For the first time in 14 years, professional and academic staff at Wollongong University took 24-hour strike action. This followed on from a two-hour stop work two weeks earlier. 

The strikes are in response to negotiations for a new enterprise bargaining agreement dragging on for over nine months. 

Staff are demanding secure work and fair pay. Rogers told Red Flag, “The extraordinary level of casual employment at this university is a disgrace, one of the worst in the state. Over 70 percent of employees are casual or on insecure contracts”. This is a higher casualisation rate than McDonalds, and well above the 43.8 percent average for Australian universities. 
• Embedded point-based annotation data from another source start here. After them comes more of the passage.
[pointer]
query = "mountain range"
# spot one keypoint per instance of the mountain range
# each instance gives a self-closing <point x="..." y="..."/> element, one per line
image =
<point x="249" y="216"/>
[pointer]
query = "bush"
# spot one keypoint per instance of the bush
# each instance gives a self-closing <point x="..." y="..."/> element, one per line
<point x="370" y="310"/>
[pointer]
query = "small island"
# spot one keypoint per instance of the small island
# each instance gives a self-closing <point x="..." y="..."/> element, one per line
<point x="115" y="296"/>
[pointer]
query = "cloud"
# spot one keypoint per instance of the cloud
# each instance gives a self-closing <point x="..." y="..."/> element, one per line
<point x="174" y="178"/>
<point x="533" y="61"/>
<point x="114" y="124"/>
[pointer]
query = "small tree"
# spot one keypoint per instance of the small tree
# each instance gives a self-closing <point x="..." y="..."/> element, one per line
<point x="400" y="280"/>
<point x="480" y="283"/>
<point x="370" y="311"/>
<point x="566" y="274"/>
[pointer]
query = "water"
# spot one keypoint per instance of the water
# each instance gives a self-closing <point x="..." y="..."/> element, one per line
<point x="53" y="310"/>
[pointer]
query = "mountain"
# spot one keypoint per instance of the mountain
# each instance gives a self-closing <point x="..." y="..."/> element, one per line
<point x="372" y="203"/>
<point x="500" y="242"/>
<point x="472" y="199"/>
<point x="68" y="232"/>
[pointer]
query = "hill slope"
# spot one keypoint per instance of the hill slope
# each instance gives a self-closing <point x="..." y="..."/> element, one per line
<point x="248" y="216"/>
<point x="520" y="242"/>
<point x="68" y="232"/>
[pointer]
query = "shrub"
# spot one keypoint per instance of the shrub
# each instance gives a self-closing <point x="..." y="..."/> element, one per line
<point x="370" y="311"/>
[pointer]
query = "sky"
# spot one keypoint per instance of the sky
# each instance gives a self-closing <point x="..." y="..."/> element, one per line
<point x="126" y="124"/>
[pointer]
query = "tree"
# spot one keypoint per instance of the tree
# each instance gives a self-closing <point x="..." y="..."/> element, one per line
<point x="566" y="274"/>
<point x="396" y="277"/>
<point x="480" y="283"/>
Meanwhile, down the road on the same day, steelworkers at Bluescope walked off work for a four-hour strike. This is an important step forward because this action was the first since workers agreed to a four-year pay freeze and cuts to their conditions in order to save the steelworks industry. 

Since then, Bluescope has returned to the black, recording a $354 million profit last year. Despite this, Bluescope is refusing to restore the pay and conditions workers sacrificed. As Red Flag argued at the time they would, the bosses have used the deal to permanently drive down conditions. 

Striking university and steel workers joined with hundreds of others from more than a dozen unions for a Change the Rules rally in Crown Street Mall, where speaker after speaker told their tale of fighting against corporate greed. 

A representative from the Independent Education Union explained that the NSW state Liberal government cut 138 of 150 educators in prisons. The rally also heard from crane drivers who have been on indefinite strike against Boom Logistics, while unionists from the Nurses Association and the NSW Teachers Federation spoke of the chronic underfunding of the health care and public education systems. 

The day was a big step for Wollongong, with the two biggest workplaces in the city on strike. However, as Maki Danalis, CFMMEU organiser, told Red Flag, “Capital has become more aggressive, and on the other hand labour and its organisations have become very accommodating to the system”. 

As in other Change the Rules rallies around the country, the emphasis from the front was on getting the Labor Party elected. But it will take more than this to change the rules in favour of workers. 

The strikes by the steelworkers and university staff are an important demonstration of the muscle workers will need to flex to win real improvements in living standards, regardless of who’s in government.